Vincent Smith, the director of competition enforcement at the OFT, said: "This is a novel and exceptional case. The offer at this stage in the case, after the issue of our statement of objections, provides an opportunity for an innovative and proportionate outcome to a case where we believe there has been a serious infringement of competition law."
Jonathan Shephard, who led the ISC steering group, said he was glad a resolution had been agreed.

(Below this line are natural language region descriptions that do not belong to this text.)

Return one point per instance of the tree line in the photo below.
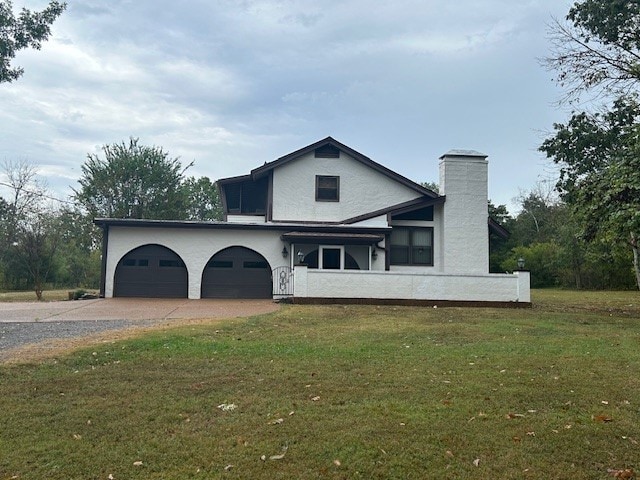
(50, 243)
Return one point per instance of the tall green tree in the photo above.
(133, 181)
(597, 50)
(599, 163)
(35, 250)
(27, 30)
(202, 197)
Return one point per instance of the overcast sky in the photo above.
(231, 84)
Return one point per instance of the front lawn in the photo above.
(342, 392)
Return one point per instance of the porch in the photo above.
(401, 287)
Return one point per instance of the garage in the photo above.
(237, 272)
(151, 271)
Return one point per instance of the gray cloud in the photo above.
(232, 84)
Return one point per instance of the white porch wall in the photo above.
(414, 286)
(362, 190)
(194, 246)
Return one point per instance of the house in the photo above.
(324, 223)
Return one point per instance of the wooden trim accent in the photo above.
(404, 207)
(103, 261)
(256, 172)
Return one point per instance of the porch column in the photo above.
(300, 281)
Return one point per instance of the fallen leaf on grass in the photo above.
(514, 415)
(276, 457)
(602, 418)
(626, 473)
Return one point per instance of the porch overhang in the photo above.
(330, 238)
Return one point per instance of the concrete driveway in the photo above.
(131, 309)
(33, 330)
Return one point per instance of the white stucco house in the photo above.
(323, 224)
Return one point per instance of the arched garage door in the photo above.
(151, 271)
(237, 272)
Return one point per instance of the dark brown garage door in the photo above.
(237, 272)
(151, 271)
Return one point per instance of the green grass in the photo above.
(343, 392)
(30, 296)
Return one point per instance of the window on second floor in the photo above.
(412, 246)
(327, 188)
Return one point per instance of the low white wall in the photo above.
(313, 283)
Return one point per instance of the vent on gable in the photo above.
(327, 151)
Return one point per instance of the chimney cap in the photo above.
(463, 153)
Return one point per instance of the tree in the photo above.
(203, 202)
(26, 194)
(597, 49)
(599, 156)
(132, 181)
(30, 29)
(35, 250)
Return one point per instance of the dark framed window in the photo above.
(327, 188)
(220, 264)
(171, 263)
(132, 262)
(327, 151)
(412, 246)
(331, 258)
(255, 264)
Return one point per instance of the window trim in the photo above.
(411, 247)
(322, 248)
(337, 188)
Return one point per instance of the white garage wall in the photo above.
(194, 246)
(416, 286)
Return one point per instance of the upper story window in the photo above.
(412, 246)
(327, 188)
(327, 151)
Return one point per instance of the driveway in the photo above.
(37, 327)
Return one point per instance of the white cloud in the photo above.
(234, 83)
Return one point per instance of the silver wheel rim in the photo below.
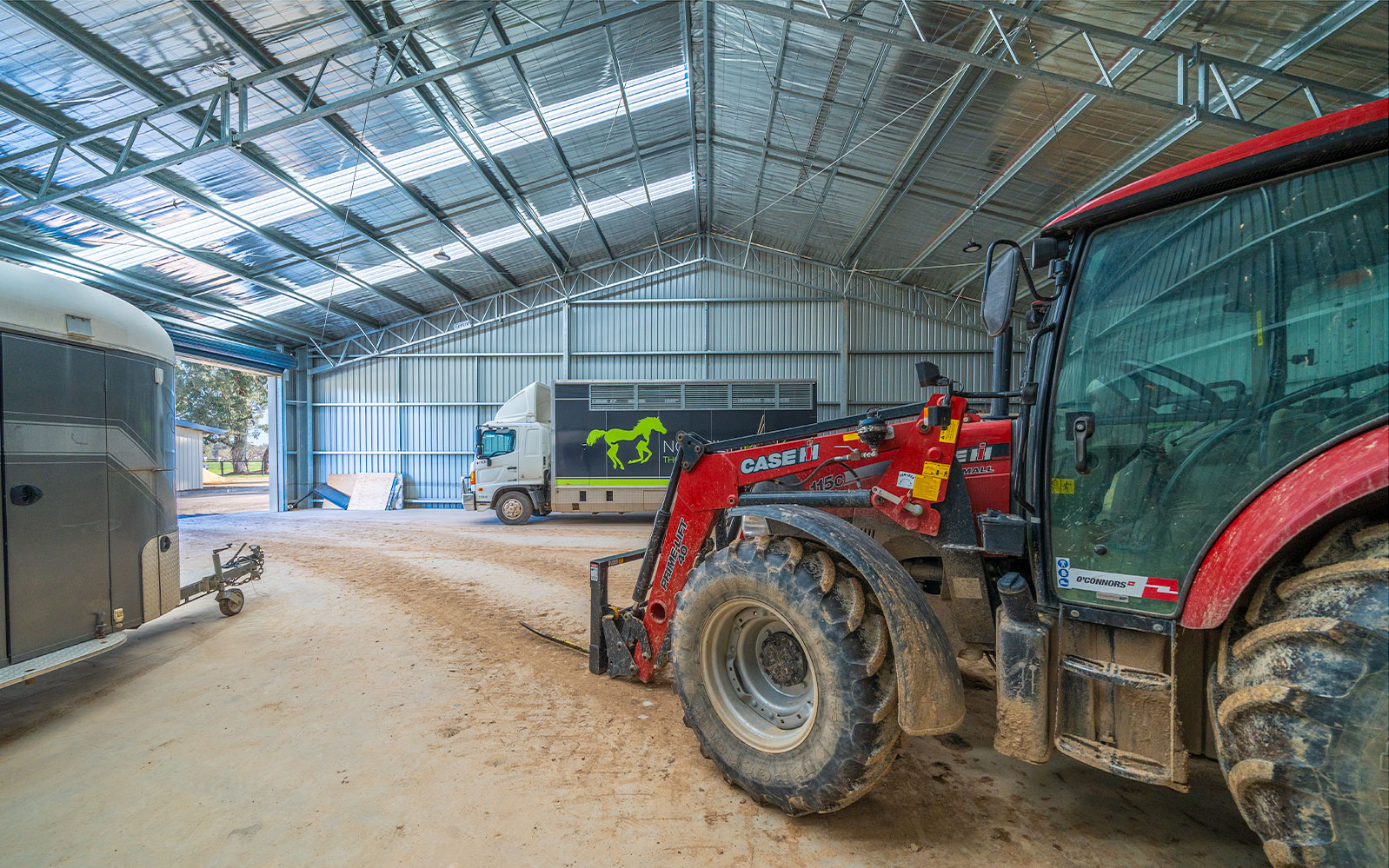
(757, 705)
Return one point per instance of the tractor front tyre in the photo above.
(515, 508)
(785, 673)
(1300, 696)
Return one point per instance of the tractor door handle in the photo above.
(25, 494)
(1082, 428)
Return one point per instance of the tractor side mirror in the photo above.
(928, 374)
(1047, 248)
(1000, 288)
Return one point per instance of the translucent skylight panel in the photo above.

He said: "The settlement reached represents a sizeable cost for an inadvertent failure by the schools to recognise that the law had changed and for continuing to share information in a manner which had previously been perfectly legal.
"It does enable the schools to bring an early end to a matter that has occupied them for nearly three years."

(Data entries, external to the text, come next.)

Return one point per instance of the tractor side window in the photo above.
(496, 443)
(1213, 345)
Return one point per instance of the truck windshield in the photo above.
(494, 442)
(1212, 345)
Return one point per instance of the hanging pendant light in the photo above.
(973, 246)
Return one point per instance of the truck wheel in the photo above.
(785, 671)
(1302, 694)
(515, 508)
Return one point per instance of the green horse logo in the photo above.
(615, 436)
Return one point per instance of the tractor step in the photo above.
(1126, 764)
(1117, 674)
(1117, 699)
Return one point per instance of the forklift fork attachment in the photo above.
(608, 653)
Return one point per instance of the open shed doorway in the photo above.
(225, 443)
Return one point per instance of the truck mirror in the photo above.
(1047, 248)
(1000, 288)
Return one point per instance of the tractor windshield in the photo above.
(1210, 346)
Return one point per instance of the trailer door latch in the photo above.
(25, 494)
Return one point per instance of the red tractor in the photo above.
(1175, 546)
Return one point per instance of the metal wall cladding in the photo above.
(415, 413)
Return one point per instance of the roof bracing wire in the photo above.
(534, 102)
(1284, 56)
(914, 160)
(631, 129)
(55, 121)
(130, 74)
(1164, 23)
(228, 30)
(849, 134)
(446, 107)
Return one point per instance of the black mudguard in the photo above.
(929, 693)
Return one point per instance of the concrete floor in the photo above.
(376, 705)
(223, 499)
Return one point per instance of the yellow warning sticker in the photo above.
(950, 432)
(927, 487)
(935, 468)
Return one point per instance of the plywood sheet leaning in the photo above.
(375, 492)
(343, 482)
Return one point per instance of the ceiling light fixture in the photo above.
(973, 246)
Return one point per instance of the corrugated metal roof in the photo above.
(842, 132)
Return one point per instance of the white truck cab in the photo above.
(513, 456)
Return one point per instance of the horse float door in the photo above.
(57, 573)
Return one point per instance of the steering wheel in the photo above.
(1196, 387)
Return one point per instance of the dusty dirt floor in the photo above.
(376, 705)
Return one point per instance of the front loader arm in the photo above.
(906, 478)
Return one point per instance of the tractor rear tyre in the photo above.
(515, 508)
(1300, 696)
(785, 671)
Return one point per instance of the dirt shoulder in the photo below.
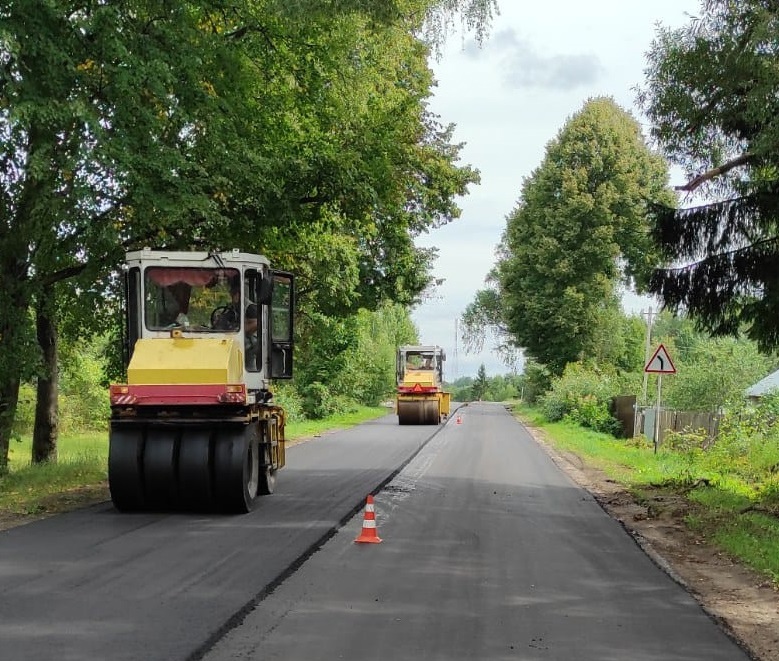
(745, 604)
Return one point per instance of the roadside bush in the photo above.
(581, 396)
(319, 401)
(748, 440)
(286, 396)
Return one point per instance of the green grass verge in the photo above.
(722, 506)
(80, 473)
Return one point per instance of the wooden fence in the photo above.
(641, 419)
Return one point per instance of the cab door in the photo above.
(281, 325)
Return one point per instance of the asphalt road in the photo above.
(98, 585)
(488, 552)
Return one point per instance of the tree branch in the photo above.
(715, 172)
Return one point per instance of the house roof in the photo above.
(764, 386)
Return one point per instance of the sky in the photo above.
(508, 99)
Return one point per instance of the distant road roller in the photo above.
(196, 426)
(421, 399)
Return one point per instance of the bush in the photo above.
(581, 396)
(319, 402)
(286, 396)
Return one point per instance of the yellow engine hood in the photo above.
(185, 360)
(426, 378)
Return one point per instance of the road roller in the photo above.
(196, 427)
(421, 399)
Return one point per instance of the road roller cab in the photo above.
(195, 426)
(421, 399)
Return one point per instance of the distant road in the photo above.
(489, 552)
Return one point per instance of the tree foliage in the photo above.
(578, 230)
(268, 126)
(711, 96)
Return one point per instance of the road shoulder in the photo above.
(744, 603)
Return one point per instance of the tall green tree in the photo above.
(710, 94)
(578, 231)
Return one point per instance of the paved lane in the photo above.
(489, 552)
(99, 585)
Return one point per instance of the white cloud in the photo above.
(508, 100)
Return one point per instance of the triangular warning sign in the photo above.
(660, 362)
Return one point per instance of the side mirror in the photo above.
(265, 290)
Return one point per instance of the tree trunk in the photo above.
(9, 396)
(44, 437)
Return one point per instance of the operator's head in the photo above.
(235, 291)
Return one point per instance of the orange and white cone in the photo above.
(368, 534)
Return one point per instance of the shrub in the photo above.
(581, 396)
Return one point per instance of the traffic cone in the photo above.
(368, 534)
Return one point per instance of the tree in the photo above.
(192, 124)
(578, 230)
(711, 96)
(480, 384)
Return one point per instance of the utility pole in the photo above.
(649, 319)
(456, 332)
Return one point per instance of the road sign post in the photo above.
(660, 363)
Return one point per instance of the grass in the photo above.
(79, 475)
(722, 505)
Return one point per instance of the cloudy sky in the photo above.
(508, 99)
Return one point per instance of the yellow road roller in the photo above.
(195, 427)
(421, 399)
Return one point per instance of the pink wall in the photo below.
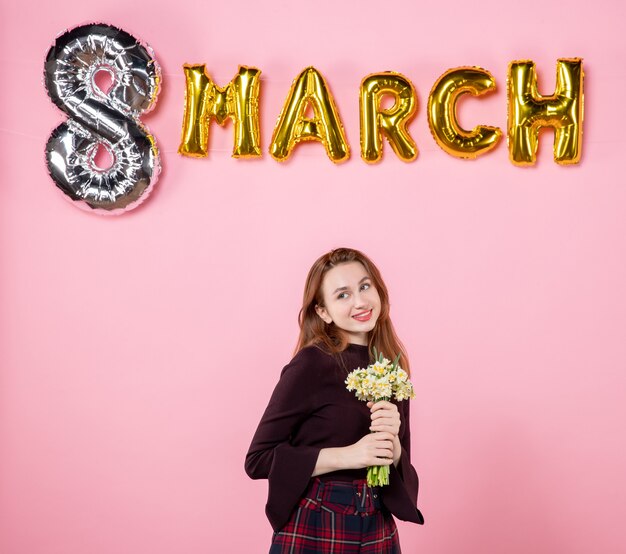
(138, 352)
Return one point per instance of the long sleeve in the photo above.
(275, 453)
(400, 496)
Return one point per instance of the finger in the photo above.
(385, 415)
(380, 405)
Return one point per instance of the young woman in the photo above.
(316, 440)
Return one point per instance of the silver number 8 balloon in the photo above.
(102, 119)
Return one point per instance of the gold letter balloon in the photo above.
(239, 101)
(442, 119)
(309, 89)
(529, 111)
(392, 121)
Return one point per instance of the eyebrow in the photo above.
(346, 288)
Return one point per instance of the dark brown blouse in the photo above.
(311, 409)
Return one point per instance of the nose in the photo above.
(360, 301)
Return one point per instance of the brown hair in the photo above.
(314, 330)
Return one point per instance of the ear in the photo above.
(323, 313)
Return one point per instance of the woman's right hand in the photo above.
(374, 449)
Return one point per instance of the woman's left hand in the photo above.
(384, 416)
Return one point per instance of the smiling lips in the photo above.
(363, 316)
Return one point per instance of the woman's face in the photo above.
(350, 301)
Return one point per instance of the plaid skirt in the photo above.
(337, 517)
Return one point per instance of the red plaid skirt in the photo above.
(337, 517)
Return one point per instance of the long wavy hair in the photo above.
(315, 331)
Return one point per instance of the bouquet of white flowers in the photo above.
(382, 380)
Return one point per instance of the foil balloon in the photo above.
(442, 119)
(204, 100)
(99, 119)
(529, 112)
(309, 90)
(392, 122)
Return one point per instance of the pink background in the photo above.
(138, 352)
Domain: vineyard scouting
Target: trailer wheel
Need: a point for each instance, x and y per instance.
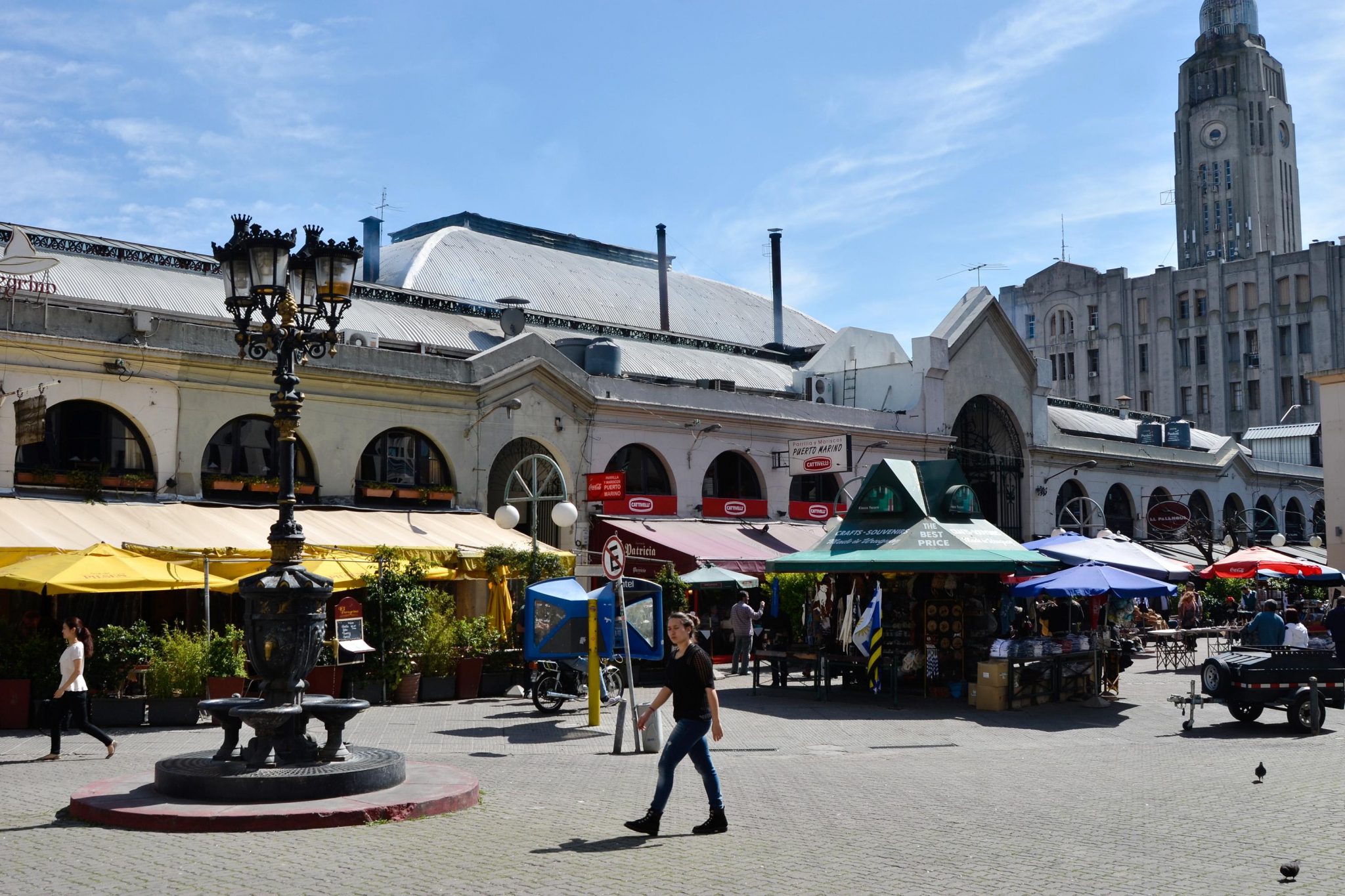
(1216, 677)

No-one at Strathallan School was willing to comment on the issue yesterday.
Fiona Valpy, of the Scottish Council of Independent Schools, said the financial penalties imposed were still sizeable. "Independent schools don't exist to make huge profits and their fees aren't structured in that way, so anything like this is going to have a financial impact."
Seat of sporting excellence in rural Perthshire
Strathallan School was founded in 1913.
The school is co-educational and is situated on a 150-acre campus in rural Perthshire.
The school's headmaster is Bruce Thomson.
It has about 450 pupils, with two-thirds boarding.
Term fees range from 3,070 to 4,675 for day pupils and from 4,920 to 6,895 for boarding pupils.
A number of scholarships are awarded each year, varying between 10 per cent and 50 per cent of the full fee.
More than 95 per cent of the school's pupils go on to university or some other form of higher education.
The school has seven boarding houses - one for junior pupils aged between ten and 13 and six senior houses for those aged from 13 to 18.
Strathallan's most famous former pupil is the golfer Colin Montgomerie.
Sport is central to the life of the school, with pupils taking part in activities such as hockey, badminton, netball, football and judo.